Born: 17 December 1835 in Pavia, Italy

Died: 11 September 1890 in Casteggio, Italy

Felice Casorati's parents were Francesco Casorati and Maria Stabilini. Francesco Casorati was a medical man who researched in physiology at the University of Pavia. Felice was a student at Pavia and initially his interests were in engineering and architecture. He received a diploma in these subjects from Pavia in 1856. After this he began to help A Bordoni and Brioschi but very quickly was acting as their assistant. He was appointed as a teaching assistant at Pavia in 1875, teaching topography and hydrometry. In 1858, together with Betti and Brioschi, he visited Göttingen, Berlin and Paris and this visit is often taken as the point where Italian mathematics joined the mainstream of European mathematics. On this and later journeys, for example he discussed the foundations of analysis with Kronecker and Weierstrass. While in Germany in 1864, Casorati became familiar with he ideas of Riemann and Weierstrass on complex function theory and then spread these ideas through his lectures and contacts.

After returning from the first of his journeys in 1859, Casorati was appointed as extraordinary professor of algebra and analytic geometry at the University of Pavia. In 1862 he was appointed as an ordinary professor at Pavia and in the following year he succeeded Mainardi to the chair of infinitesimal calculus. He taught geodesy and analysis at Pavia from 1865 to 1868 when he moved to Milan where he taught until 1875, although he continued to hold the chair at Pavia. Leaving Milan he returned to Pavia in 1875 where he taught analysis until his death.

Casorati wrote one major book and published 49 research papers. Differential equations were of great interest to him and his research in this area was undertaken with the aim of making the existing theories more accurate and more complete. He also worked on complex function theory, and wrote an important book Teoria delle funzioni di variabili complesse (1868) on this topic. Particularly pleasing to those with an interest in the history of mathematics is the fact that in the first part of the text he gives a valuable historical account of the development of the theory.

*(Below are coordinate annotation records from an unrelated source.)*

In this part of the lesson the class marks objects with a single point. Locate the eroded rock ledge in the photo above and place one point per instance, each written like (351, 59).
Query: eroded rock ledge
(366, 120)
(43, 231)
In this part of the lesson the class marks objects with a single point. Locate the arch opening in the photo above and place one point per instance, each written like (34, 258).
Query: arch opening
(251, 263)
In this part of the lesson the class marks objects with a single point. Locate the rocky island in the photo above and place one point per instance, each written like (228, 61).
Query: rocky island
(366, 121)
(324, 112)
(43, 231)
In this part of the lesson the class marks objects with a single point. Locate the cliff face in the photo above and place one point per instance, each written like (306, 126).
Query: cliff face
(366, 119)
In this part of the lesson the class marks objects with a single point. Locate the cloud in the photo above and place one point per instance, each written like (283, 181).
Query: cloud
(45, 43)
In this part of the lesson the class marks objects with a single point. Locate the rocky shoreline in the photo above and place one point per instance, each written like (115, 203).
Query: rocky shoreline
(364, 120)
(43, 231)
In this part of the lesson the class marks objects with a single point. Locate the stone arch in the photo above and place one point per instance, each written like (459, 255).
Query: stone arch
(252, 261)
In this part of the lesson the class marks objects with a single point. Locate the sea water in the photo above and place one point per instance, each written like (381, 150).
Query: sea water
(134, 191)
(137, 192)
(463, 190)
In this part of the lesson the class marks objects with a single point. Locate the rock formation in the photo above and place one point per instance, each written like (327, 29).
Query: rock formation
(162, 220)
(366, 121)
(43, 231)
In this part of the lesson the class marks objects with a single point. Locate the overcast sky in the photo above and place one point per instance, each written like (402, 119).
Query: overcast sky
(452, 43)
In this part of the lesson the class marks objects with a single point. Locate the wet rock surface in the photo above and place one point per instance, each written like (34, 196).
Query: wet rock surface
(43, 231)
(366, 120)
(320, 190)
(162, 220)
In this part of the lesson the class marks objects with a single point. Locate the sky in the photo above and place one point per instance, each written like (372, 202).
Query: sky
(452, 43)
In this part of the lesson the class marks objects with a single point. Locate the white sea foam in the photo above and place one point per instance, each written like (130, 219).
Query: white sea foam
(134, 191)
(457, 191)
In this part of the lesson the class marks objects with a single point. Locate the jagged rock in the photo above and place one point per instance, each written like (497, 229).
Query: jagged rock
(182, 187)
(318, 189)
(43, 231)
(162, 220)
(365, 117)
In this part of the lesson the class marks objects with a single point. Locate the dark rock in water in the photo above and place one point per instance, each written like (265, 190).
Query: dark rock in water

Other areas to which he made major contributions include the inversion of abelian integrals and the existence of many-valued functions with an infinity of distinct periods.

Casorati is best remembered for the Casorati- Weierstrass theorem which says that an analytic function comes arbitrarily close to any given value in any neighbourhood of an essential singularity. Weierstrass proved this in a paper of 1876 and, although he had proved it some time before publication, Casorati had already included it in his 1868 treatise Teoria delle funzioni di variabili complesse. The paper [9] contains a careful analysis which shows convincingly that, although Weierstrass and Casorati were in correspondence, it was Casorati who gave the first proof. In fact the first to make an investigation relevant to this problem was Liouville who began the attempt to characterize analytic functions in terms of their singularities and to investigate spherical representation. Although Neuenschwander shows that priority rests with Casorati, nevertheless Weierstrass did prove a lemma in 1841 which was needed by Casorati in his proof.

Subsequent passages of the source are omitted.